How to help those impacted by the mass shooting in Toronto
Published Tuesday, July 24, 2018 9:08AM EDT
Following the deadly mass shooting in Toronto’s east end, several GoFundMe pages have been set up to help those impacted.
On Sunday night, a gunman opened fire on Toronto’s Danforth Avenue, killing 18-year-old Reese Fallon and a 10-year-old girl, as well as injuring another 13 people. The shooter, identified as 29-year-old Faisal Hussain, is also dead.
In the wake of the shooting, several GoFundMe pages have been set up to help the victims and their families.
Local resident Keiley Routledge set up a GoFundMe called “Danforth Strong,” which has raised more than $15,600 since the shooting.
“We as a neighbourhood, are raising funds to help these people cover the costs associated with this tragedy,” the fundraising page reads. “Whether it be health care costs, funeral arrangements or lost wages, our Danforth Strong neighbourhood does not accept this type of violence, and we are here to help.”
This campaign has gathered the support of Toronto’s two councillors from the Danforth area, Paula Fletcher and Mary Fragedakis.
“We are in shock and disbelief about the tragic shooting on the Danforth on Sunday night,” the councillors said in a joint statement. “Our thoughts are with the families and friends of the victims of this terrible violence.”
Alternatively, local Toronto radio personality Fred Kennedy has set up the “Danforth Shooting Victims Fund,” which has raised nearly $2,000 as of Tuesday morning.
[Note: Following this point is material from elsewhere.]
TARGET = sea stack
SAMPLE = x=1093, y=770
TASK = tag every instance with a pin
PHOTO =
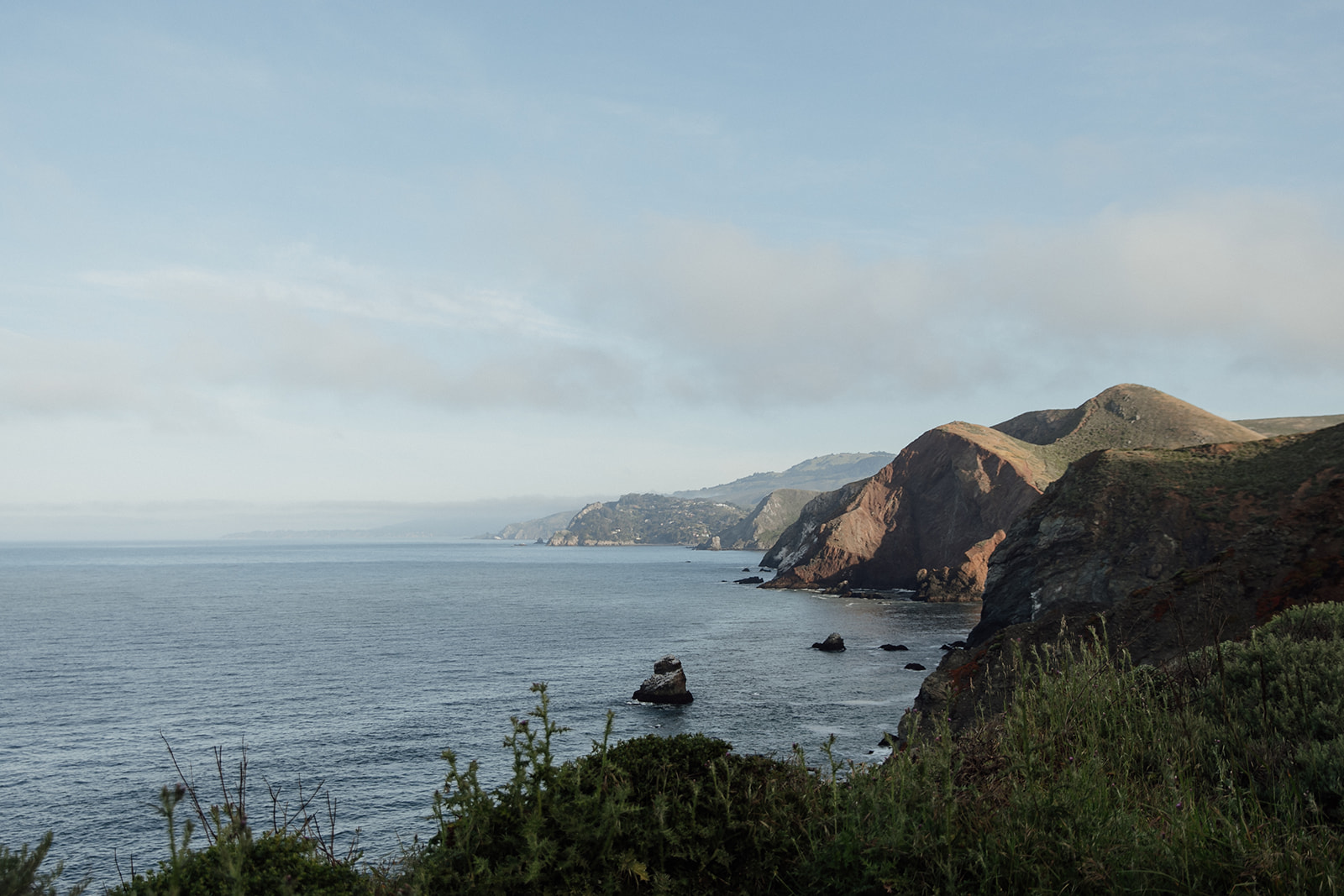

GoFundMe has verified both fundraising efforts and has created a centralized hub for people to identify legitimate campaigns related to the shooting.
Canadian Blood Services has mobile donation clinics running throughout Toronto and across the country.
The schedule and location of these clinics is available online, where people can also book an appointment.
The Sunnybrook Health Sciences Centre in Toronto offers a first-aid course designed to help manage blood loss associated with injuries from an active shooter or explosion.
The “Stop the Bleed” course teaches people how to quickly manage massive bleeding, including how to use their hands and how to tie a proper tourniquet.
The two-hour course monthly and costs $54.16.
Facebook crisis response
Facebook has a crisis response page dedicated to the shooting, where users can find help and offer help to those who need it.
The page already has dozens of people offering anything from blood donations to mental health counselling.